Tuesday, October 29, 2019

What are the chapter summaries for How Soccer Explains the World by Franklin Foer?

As its title implies, How Soccer Explains the World: An Unlikely Theory of Globalization is Franklin Foer's interpretation on the recent phenomenon of globalization through the lens of soccer, one of its main cultural agents. Foer's main argument is that, despite the globalizing force of soccer, old sectarian, nationalistic, and tribalist traditions have died hard. In Chapter One, for example, Foer explores how a Serbian warlord named Arkan mobilized Red Star Belgrade supporters into a paramilitary group that committed horrific crimes in the ethnic cleansing campaigns during the civil war in the Balkans. In Chapter Two, he describes the "pornography of sects" that characterizes the famous "Old Firm" rivalry between Glasgow's two teams, Rangers and Celtic.
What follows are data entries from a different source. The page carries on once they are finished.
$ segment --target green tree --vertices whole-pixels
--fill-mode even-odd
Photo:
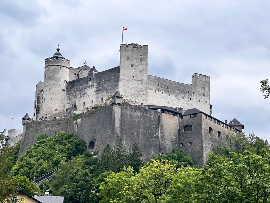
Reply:
[[[134,142],[131,150],[129,150],[127,157],[128,165],[133,168],[134,172],[139,172],[140,168],[142,164],[142,154],[138,144]]]
[[[170,188],[161,198],[164,203],[201,202],[203,191],[202,169],[182,167],[178,169]]]
[[[82,154],[86,148],[83,141],[71,133],[62,132],[47,138],[43,135],[38,138],[39,141],[27,149],[12,168],[13,176],[25,176],[29,179],[41,177],[57,168],[64,158],[70,159]]]
[[[263,95],[264,96],[263,99],[268,98],[270,95],[270,85],[269,84],[268,79],[261,80],[260,82],[261,83],[261,91],[262,93],[265,93],[265,94]]]
[[[50,184],[53,195],[64,196],[68,203],[93,202],[90,200],[91,189],[93,173],[97,171],[94,155],[87,152],[71,160],[62,160]]]
[[[40,192],[39,188],[36,184],[30,182],[26,176],[16,176],[14,177],[14,179],[21,190],[28,195],[34,195],[34,192]]]
[[[98,194],[101,202],[160,202],[176,168],[167,161],[153,159],[138,174],[130,167],[123,170],[112,173],[101,183]]]
[[[5,129],[0,133],[0,146],[2,146],[4,143],[6,133]],[[0,203],[5,203],[16,192],[15,182],[6,170],[9,166],[10,158],[14,152],[14,149],[9,145],[0,149]]]
[[[109,144],[107,144],[98,160],[99,168],[102,173],[110,169],[112,164],[112,160],[111,147]]]
[[[120,140],[117,146],[113,147],[112,152],[112,168],[110,169],[115,172],[121,171],[124,166],[128,165],[127,156],[126,149]]]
In the third chapter, he describes the persistence of Jewish identity (despite the loss of the neighborhood identities that provided their initial context) at clubs such as Ajax Amsterdam and Tottenham Hotspur. This is, he argues in Chapter Four, part of a response to sweeping changes that have also undercut the "hooligan" culture at some clubs--Chelsea, for example--whose environs are now rapidly changing, either through gentrification or due to immigration trends. 
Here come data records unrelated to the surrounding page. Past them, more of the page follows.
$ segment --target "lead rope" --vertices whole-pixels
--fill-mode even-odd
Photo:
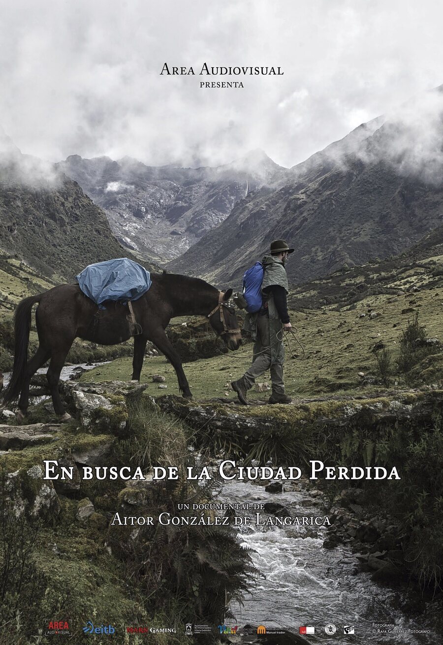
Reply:
[[[276,335],[277,337],[277,340],[280,341],[281,342],[286,342],[286,344],[287,345],[287,348],[291,352],[291,355],[293,359],[294,359],[296,361],[303,361],[303,359],[305,357],[305,348],[302,344],[302,343],[300,342],[298,339],[297,338],[296,333],[298,332],[298,330],[296,327],[293,328],[292,329],[288,329],[285,332],[283,331],[283,328],[282,328],[280,332],[277,332]],[[281,337],[280,335],[280,334],[282,335]],[[300,347],[302,352],[303,352],[303,354],[301,357],[300,357],[298,354],[294,354],[294,352],[293,352],[292,347],[291,346],[291,341],[289,339],[290,336],[294,337],[294,338],[296,340],[296,342]],[[257,352],[256,353],[254,353],[252,355],[252,361],[255,361],[256,357],[260,356],[261,354],[265,354],[267,352],[268,350],[270,350],[271,348],[271,345],[267,345],[266,347],[263,348],[263,349],[262,349],[261,352]],[[222,352],[220,352],[219,353],[219,355],[225,356],[226,354],[224,353],[222,354]],[[234,359],[234,360],[237,361],[243,361],[243,359],[239,359],[236,356],[232,356],[232,355],[229,357],[231,359]]]
[[[296,327],[295,327],[294,328],[286,330],[285,331],[283,328],[282,328],[282,330],[280,330],[280,332],[277,332],[276,336],[277,336],[277,338],[278,339],[278,340],[281,341],[282,342],[283,342],[284,341],[286,342],[286,344],[287,344],[287,348],[289,349],[289,352],[291,352],[291,355],[292,356],[292,357],[293,359],[295,359],[296,361],[303,361],[303,359],[305,357],[305,348],[303,346],[303,345],[302,344],[302,343],[300,342],[300,341],[298,340],[298,339],[297,338],[296,333],[298,332],[298,330],[297,329]],[[282,337],[281,338],[279,337],[279,334],[280,333],[282,333]],[[298,354],[294,354],[294,352],[293,352],[292,347],[291,346],[290,336],[293,336],[293,338],[295,339],[296,342],[297,342],[297,344],[298,344],[299,347],[302,350],[302,352],[303,352],[303,353],[302,355],[301,358],[299,358],[298,355]]]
Chapter Five, "How Soccer Explains the Survival of the Top Hats," Foer describes the seedy underbelly of Brazilian soccer, in which so-called cartolas manipulated clubs for their own benefit. Even the great Pele has not been immune from the rampant corruption and scandals that have continued to plague the game in Brazil. Corruption has actually worsened as more money has been pumped into the clubs. Chapter Six describes the "Black Carpathians," African footballers who ply their trade in the Ukraine. They are extreme examples of the increased mobility that accompanies globalization, and while they have managed to make a living (unlike many migrants) they are thousands from miles from home in a very different culture. Ukrainians and Russians (and other Europeans) have not always welcomed these players. Chapter Seven examines the role played by the "new oligarchs" in the global game, focusing on the Agnelli family that owns Juventus and Silvio Berlusconi, the magnate who owned AC Milan when the book was written. The clubs were as much vehicles for their own careers and ego-boosters as they were competitive sports ventures.
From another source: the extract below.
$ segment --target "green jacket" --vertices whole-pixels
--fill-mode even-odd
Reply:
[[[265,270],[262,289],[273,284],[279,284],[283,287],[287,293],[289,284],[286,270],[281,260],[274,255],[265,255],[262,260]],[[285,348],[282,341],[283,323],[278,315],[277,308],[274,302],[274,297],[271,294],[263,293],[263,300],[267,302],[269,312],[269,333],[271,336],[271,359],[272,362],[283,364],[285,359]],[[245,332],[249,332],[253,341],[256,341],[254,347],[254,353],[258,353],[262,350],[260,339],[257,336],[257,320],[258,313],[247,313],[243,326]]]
In Chapter Eight, Foer takes a look at what he perceives as a benign form of nationalism (albeit one that has emerged as very divisive in recent weeks): Catalan nationalism. FC Barcelona is the showpiece of Catalonia, and the club and its fans argue that it is "more than a club." But the localism it represents is a "bourgeois nationalism," liberal by nature and set against the power of Real Madrid, awash with wealth and having uncomfortable historical associations with the Franco dictatorship. In Chapter Nine, soccer's liberalizing possibilities are examined in the example of a Tehranian club that was forced through local activism to provide women with access to home games. Celebrations of the national team's success always threaten to turn into political demonstrations. Finally, in Chapter Ten, Foer turns his lens inward to look at the game in the United States, where, unlike in many countries, it is associated with bourgeois "yuppie" status, even as it is also very popular among the country's millions of immigrants. Soccer (at least in previous decades) was also largely embraced by social liberals, as conservatives saw it as essentially un-American. So Foer titles this chapter "How Soccer Explains America's Culture Wars."
https://books.google.com/books/about/How_Soccer_Explains_the_World.html?id=xEGR0sSfJacC&printsec=frontcover&source=kp_read_button


In the Prologue of How Soccer Explains the World, Franklin Foer--a Washington D.C. journalist writing for New Republic, the brainchild of founder William F. Buckley--explains how his compelling interest in soccer (i.e., obsession with soccer) drove his interest in examining how globalization and the flaws of globalization were manifest and furthered by the attitudes, organization and actions of the range of international soccer clubs and soccer fan clubs.
Foer explains that the early promise of globalization to override national borders and identities and to build a harmoniously interdependent world was reflected in the composition of soccer rosters that had multinational line-ups of players. After the September 2001 attacks on the World Trade Center (resulting in an international death toll), the promises of globalization took on a new visage: "the consensus on globalization changed considerably ... [it being] no longer possible to speak so breathlessly ... of the political promise of economic interdependence." Foer then explains his thesis by saying that globalization's promise had "failed to diminish the game's local cultures, local blood feuds, and even local corruption. ... globalization had actually increased the power of these local entities." Foer states his intent that his book present the value of nationalism to blunt the re-merging tribalism directly represented on the soccer field.Chapter 1 begins to prove Foer's assertion that "local entities" of ethnic culture, feuds and corruption were increased by globalization, and "not always in such a good way," by describing his interview with the Serb soccer organization: the Red Star Belgrade team and the Red Star Ultra Bad Boys fan club. The organization is comprised of team members, team management and fan club over-site of management--over-site gained by "intimidation" exerted with "bats, bars, and other bludgeons." During the interview, the "three-fingered salute of Serb nationalism" (forcibly present during the Balkan War Serb attacks on Croat civilians) was a dominating influence. The salute is a critical symbol to the nationalism exerted by the Bad Boys, who enjoy telling their victory stories, such as of when they attacked fans and police at a match against their arch-rivals, the Partzan team. The stadium-wide attacks produced "lines of casualties" as the Bad Boys "'made it around the stadium in five minutes.'"
Foer then presents the examples of Milosevic and Tudjman--the former an elected Serbian national leader and the latter an elected Croatian national leader (representative of World War II Croatian attacks against Serbs)--to illustrate the connection between ethnic hostilities, national policy and soccer. These two men illustrate Foer's intent: "the book uses soccer to defend the virtues of old-fashioned nationalism--[as] a way to blunt the return of tribalism" (Prologue).